The order delivered Monday by the bench of Justices Anant S Dave and G R Udhwani, uploaded Tuesday on the High Court website, stated: “…it appears that overcrowdedness in the coach contributed to the enhancement of number of casualties which, in our judgment, might have been far far low in absence of the coach being overcrowded with double the official capacity of the passengers and the luggage. Furthermore, though the accused had ignited the coach on its onside, about more than 100 people could escape to the offside suggesting that the accused had the intention to cause death and maximum damage, they did not intend to enhance the number of casualties.”
Noting that while considering the award of death sentence “a duty is cast upon the court to deliberate on various facets of sentence and to immunize itself to avoid branding imposition of death sentence as ‘judge-centric’ or ‘blood thirsty,’ the court is required to closely scrutinize the evidence with an endeavour to find out the evidence justifying death penalty”, the bench said that “qualitative analysis of the entire evidence, though sufficient enough to sustain conviction, do not justify awarding sentence of death”.
It said the testimony of witnesses were “natural, free from any influence or tutoring, trustworthy and inspiring confidence and therefore reliable and to be believed”.
The bench was critical of state failure to maintain law and order. Noting “there was a mass declaration of a vow by members of public to perform kar seva at the highly disputed Ayodhya site”, it said: “Constitutional obligation to maintain law and order obligated the State to ensure safety of the persons who ventured to go to Ayodhya for Aahuti, etc.
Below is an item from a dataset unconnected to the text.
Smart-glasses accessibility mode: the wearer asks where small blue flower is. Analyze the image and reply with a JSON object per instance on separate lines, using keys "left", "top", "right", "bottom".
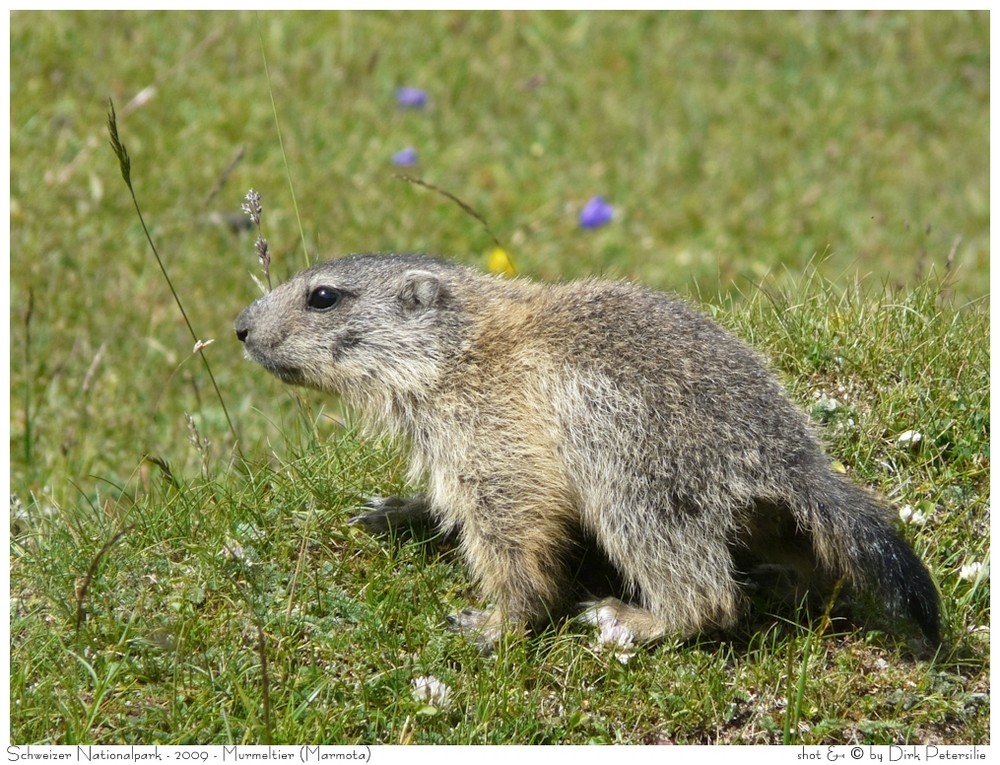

Furthermore, Signal Faliya, Godhra is highly sensitive communal riots prone zone to the knowledge of the State.”
“In the above factual scenario, the Government ought to have apprehended the trouble at least in sensitive areas like Signal Faliya wherefrom the train was scheduled to pass. Evidence on record do not indicate any dedicated efforts of maintaining law and order at sensitive place like Signal Faliya, except few constables/RPF personnels loitering here and there before the incident in question. It is the case of the State that as many as 59 persons were roasted alive and many more were injured during the incident in question. This argument itself admits the failure on the part of the State to maintain law and order.”
The bench also held the Railway authorities “equally negligent”. In their order, the judges said: “Indian Railways, particularly, North, Central and Western Zones and authorities incharge thereof were fully aware about overcrowded trains running through the territories under their control for which no measures were taken to ensure safety of the passengers or to provide alternatives. We are, therefore, of the view that not only the State Government, but the Ministry of Railways, Union of India, are equally negligent in performing the duties for providing safety to the passengers travelling in the trains. That compensation can neither be peanuts for the victim nor a bounty. It must be just, fair and reasonable.